Wed, Mar 01, 2006 - Page 8 News List

Letter: TAIC story follow-up

By Christina MacFarquhar

In July last year, the Taipei Times reported on the toxic pollution that occurred between 1942 and 1982 at the old Taiwan Alkali Industrial Corp (TAIC) site in Tainan County ("EPA head visits polluted industrial site in Tainan," July 13, page 2). Environmental Protection Agency (EPA) Minister Chang Kuo-lung (張國龍) was quoted as saying that the best the government could do would be to adopt "innovative technologies" to stop the further spread of pollution. However, judging by the subsequent inaction, this was clearly wishful thinking. Due in part to a dispute over liability, there have been lengthy delays both in implementing even the most basic of safety measures and in providing local residents affected by the pollution with much-needed compensation.

Anshun plant, situated northwest of Tainan City, has changed hands, names and products several times since its construction by the Japanese in 1942. Originally producing hydrochloric acid, caustic soda, liquid chlorine and poison gas for the Japanese navy, by the early 1970s it had become Asia's biggest producer of the pesticide dichlorodiphenyltrichloroethane (DDT), under the title of state-owned TAIC. After closing in 1982, it merged with China Petrochemical Development Corp, which then privatized in 1994, which inherited TAIC and all its property.
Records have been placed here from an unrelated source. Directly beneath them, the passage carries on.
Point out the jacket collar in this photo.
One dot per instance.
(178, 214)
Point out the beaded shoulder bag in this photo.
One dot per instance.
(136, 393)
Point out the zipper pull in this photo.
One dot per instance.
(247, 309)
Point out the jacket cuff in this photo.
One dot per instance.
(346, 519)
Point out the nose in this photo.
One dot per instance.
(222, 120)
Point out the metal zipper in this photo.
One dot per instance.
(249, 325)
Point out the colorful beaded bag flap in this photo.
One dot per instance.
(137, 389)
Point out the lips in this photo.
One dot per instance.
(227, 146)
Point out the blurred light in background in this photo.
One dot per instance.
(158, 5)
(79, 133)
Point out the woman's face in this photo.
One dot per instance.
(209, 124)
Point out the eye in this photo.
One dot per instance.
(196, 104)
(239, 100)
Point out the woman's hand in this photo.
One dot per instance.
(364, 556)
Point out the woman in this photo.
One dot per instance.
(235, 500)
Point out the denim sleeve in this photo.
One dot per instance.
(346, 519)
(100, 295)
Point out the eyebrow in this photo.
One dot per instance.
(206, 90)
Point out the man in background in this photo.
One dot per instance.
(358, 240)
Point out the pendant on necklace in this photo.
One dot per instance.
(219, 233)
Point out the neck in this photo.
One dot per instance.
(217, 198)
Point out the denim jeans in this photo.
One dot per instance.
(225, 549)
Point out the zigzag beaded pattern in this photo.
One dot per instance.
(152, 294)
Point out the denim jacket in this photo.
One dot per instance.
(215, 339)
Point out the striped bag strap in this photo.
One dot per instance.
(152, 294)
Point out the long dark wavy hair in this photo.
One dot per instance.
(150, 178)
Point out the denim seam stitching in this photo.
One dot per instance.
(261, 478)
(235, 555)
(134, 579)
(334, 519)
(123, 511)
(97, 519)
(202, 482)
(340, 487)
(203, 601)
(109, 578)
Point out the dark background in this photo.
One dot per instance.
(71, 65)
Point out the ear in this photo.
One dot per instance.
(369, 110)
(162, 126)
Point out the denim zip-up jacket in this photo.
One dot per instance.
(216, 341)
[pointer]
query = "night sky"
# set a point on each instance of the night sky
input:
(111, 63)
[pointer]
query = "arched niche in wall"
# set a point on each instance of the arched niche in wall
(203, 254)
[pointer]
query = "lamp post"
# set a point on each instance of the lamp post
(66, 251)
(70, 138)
Once renowned simply for its vast production volume, news is now spreading that the company site holds some more sinister records. The bottom mud in neighboring Luermen River has the highest dioxin levels for a river in Taiwan, and one local resident has the highest recorded blood dioxin concentration in the world. In January, the dioxin concentration in one ditch on the site was found to be 64 million TEQ ng/m3 -- 64,000 times the accepted standard.

Dioxin, a byproduct of DDT and a member of the dangerous group of chemicals known as persistent organic pollutants, can result in illnesses affecting the skin, liver and immune, nervous and reproductive systems. It has also been categorized as carcinogenic.

In addition to dioxin, soil on the factory site has also been found to contain both DDT and methyl-mercury (CH3Hg+). DDT is known to affect the nervous system, cause reproductive problems and is also believed to be carcinogenic, while methyl-mercury causes a range of illnesses including impaired neurological development and severe disabilities in the children of affected women. The horror of methyl-mercury poisoning first came to light in 1956, with the discovery in Japan of what has become known as Minamata disease.

For decades, residents of the townships near the Anshun factory have farmed and caught fish and shellfish in the reservoir and ponds surrounding the factory, unaware that what they were eating and selling was poisoned. However, not everyone was oblivious to the danger. Confidential documents show that the Ministry of Economic Affairs warned TAIC in 1982 that mercury concentrations in fish caught in the reservoir (used by TAIC as a toxic waste dump) exceeded safe levels for human consumption. Yet this was not brought to the public's attention, nor did it result in any attempt to prevent the further spread of pollution, or the consumption of fish harvested from the contaminated areas.

It is also believed that the Tainan City Government's Environmental Protection Bureau (EPB), and the EPA neglected their respective supervisory and investigative duties. It was, in fact, purely by chance that the EPB discovered the seriousness of the dioxin pollution in 2001. The bureau had commissioned National Cheng Kung University to study the blood dioxin concentrations of people living near each of the nation's 12 waste incinerators, through which it emerged that residents of Hsiengong and Luermen townships had unusually high dioxin levels in their blood. It was then established that this was directly related to their proximity to the China Petrochemical plant.